Posted by Amol Rajan
London Independent - Live Journal
* Friday, 27 February 2009 at 04:47 pm
The Telegraph reported this morning on a YouGov poll showing that "Immigration is top issue for both Labour and Tory voters".
This unremarkable finding conceals something more important.
I've just spoken to Ben Page, Managing Director of Ipsos MORI, to confirm a statistic that he told me about last year, and which has been revalidated by new research his organisation has conducted.
According to Ipsos MORI, 76% of people in Britain reckon that immigration is their 'top concern'.
But only 18% of people in Britain say it is the biggest problem, or even a major problem, in their area.
This is a finding that has stayed, Page said, "remarkably consistent over several years - it's one of our most consistent poll findings".
The discrepancy between the two statistics is very revealing. It shows that concerns about immigration tap into a generalised anxiety about the state of Britain - all that "broken society" stuff. Despondent voters, who feel the country is going to the dogs, pin the blame for a vast array of ills - crime, lack of teachers, nurses, hospital beds, increased teenage pregnancy etc - on Johnny Foreigner.
Yet less than a fifth think it's a major problem in their area.
Last year I heard the Tory MP Sir Nicholas Winterton, who was in the room when Enoch Powell delivered his Rivers of Blood speech to the Midland Hotel in 1968, give an appreciative speech about his hero.
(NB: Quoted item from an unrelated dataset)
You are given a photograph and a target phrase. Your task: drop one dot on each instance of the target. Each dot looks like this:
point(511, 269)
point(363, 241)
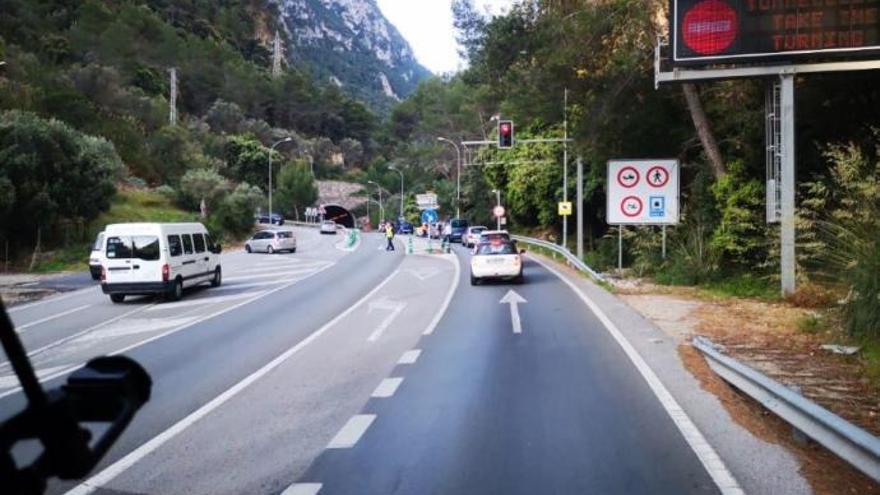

Reaching a crescendo with his conclusion, he said, fixing his eye on me (who he realised was the only non-white person in the room): "And now we see what's happening with our schools, with our hospitals, with our streets... I'm immensely proud to have been in that room, and immensely grateful to Enoch for his contribution to this debate!"
The clear implication was that the problem with public services in this country is one of capacity: we're overwhelmed by numbers. This attempt to re-write the debate about immigration in terms of demographics is David Cameron's presently favoured method (though it wasn't when he wrote the Tories' 2005 manifesto).
Sir Nicholas was subscribing to precisely the scapegoating instinct that explains those Ipsos MORI findings. Immigrants are a blank canvas, onto which are projected the fears of an atomised society. They are a mechanism for re-writing internal problems as products of external forces.
People are worried, of course, but for more subtle reasons than the Telegraph thinks.